Just for some more reference, the Google homepage just sent 32.1 kB of data. Just loading the home page of thekeesh.com was 440.98 kB, but doing it a second time was only 12.36kB of data. An image file in general is from tens of kilobytes to a few megabytes.

There are more prefixes bigger than giga–

terabyte is one thousand gigabytes
petabyte is one thousand terabytes
exabyte is one thousand petabytes
zettabyte is one thousand exabyte
yottabyte is one thousand zettabyte.

You can buy a terabyte hard drive these days for about $100 or less on a quick Google search, which is pretty crazy.

From the wikipedia page on zettabyte:

As of February 2012, no storage system has achieved one zettabyte of information. The combined space of all computer hard drives in the world was estimated at approximately 160 exabytes in 2006… As of 2009, the entire Internet was estimated to contain close to 500 exabytes. This is a half zettabyte.

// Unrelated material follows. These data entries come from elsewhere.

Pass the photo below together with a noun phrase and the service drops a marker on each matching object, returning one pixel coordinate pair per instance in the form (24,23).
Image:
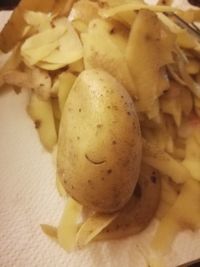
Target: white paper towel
(28,197)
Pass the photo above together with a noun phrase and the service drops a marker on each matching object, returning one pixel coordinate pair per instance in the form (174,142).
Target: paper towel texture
(28,197)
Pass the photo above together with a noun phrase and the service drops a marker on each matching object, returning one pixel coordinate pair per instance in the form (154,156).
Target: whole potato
(99,146)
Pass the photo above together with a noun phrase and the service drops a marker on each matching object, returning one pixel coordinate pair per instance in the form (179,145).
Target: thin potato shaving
(68,226)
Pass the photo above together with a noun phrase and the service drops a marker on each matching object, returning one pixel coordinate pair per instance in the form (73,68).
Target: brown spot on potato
(112,31)
(37,124)
(153,178)
(138,191)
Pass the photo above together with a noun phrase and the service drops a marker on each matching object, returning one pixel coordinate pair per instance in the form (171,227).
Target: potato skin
(99,147)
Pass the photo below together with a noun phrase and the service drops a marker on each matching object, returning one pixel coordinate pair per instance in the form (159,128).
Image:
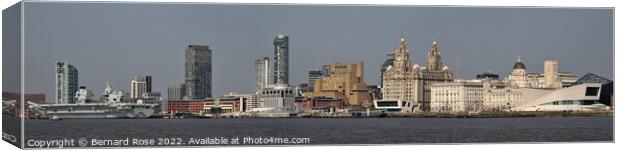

So that is a basic introduction to some of the metric prefixes as applied to bytes.

How the Internet Works 7 – Clients and Servers

Part of my goal with this series of posts it to demystify a lot of the jargon that you find when people talk about the internet. Each of these topics has a whole literature and special part of the internet dedicated to it, but just knowing what the general idea is a step in the right direction.

Today, I want to write about “clients” and “servers.” These are words that are used a lot in describing basic parts of the internet, so here is the answer:

The definitions go hand in hand, and so that is why I will introduce them together.

The client is someone that requests information server. The server is the one who responds to the requests.

If you think about it like a restaurant–when you go, you sit down at your table. You are the “client,” you can order whatever food you like. The waiter or waitress is your “server,” they respond to your requests.

In terms of the internet, you are the client. When you want to visit a webpage, say google.com, you make a request to get their webpage, and one of Google’s servers responds with the webpage.

When people talk about servers they can mean a million different things, but usually they are referring to some computer, (or part of a computer), that is responsible for “serving” up their website, or responding to the different clients who are requesting it.

“Client” and “server” go hand in hand with another pair of words: “front-end” and “back-end.” Front-end is the client-side, or the place where you, the end-user, is. Back-end is the server-side, where the website’s big computers and data-centers are. Now if I told you that “php is a server-side programming language”–you can start to decode that phrase.

How the Internet Works 6 – Programming Languages

This is going to be an extremely brief and high level overview of what a programming language is. My goal here is that if you don’t know what a programming language is before reading this, you have an idea of what it is after.

A programming language is just the way that you tell a computer what you want it to do. You run programs on your computer, like a web browser, or maybe iTunes. These are programs. Someone or a group of people built these programs, and the way they did it was by using a programming language.

There is a famous first program that people write, called “Hello World” where you just try and get the program to print out “Hello World.” Here is an example in a programming language called C:

#include <stdio.h>

int main(){
    printf("Hello World");
}

Theres a lot of random stuff here, a lot of random syntax to get the program to run, but the basic idea is that this will output “Hello World” when you run it.

In another programming language called python, if you want to print hello world you just write:

print "Hello World"

Different programming languages have different ways of telling the computer to do things. Many math operations also carry over, so for example you could add two numbers in python with:

print 5 + 10

There is wayyyyyyyyyyy more to programming languages. There is a specific legal way to write things in programming languages, and that is called the syntax. There are lots of other ways to classify and talk about programming languages, but that is for another time.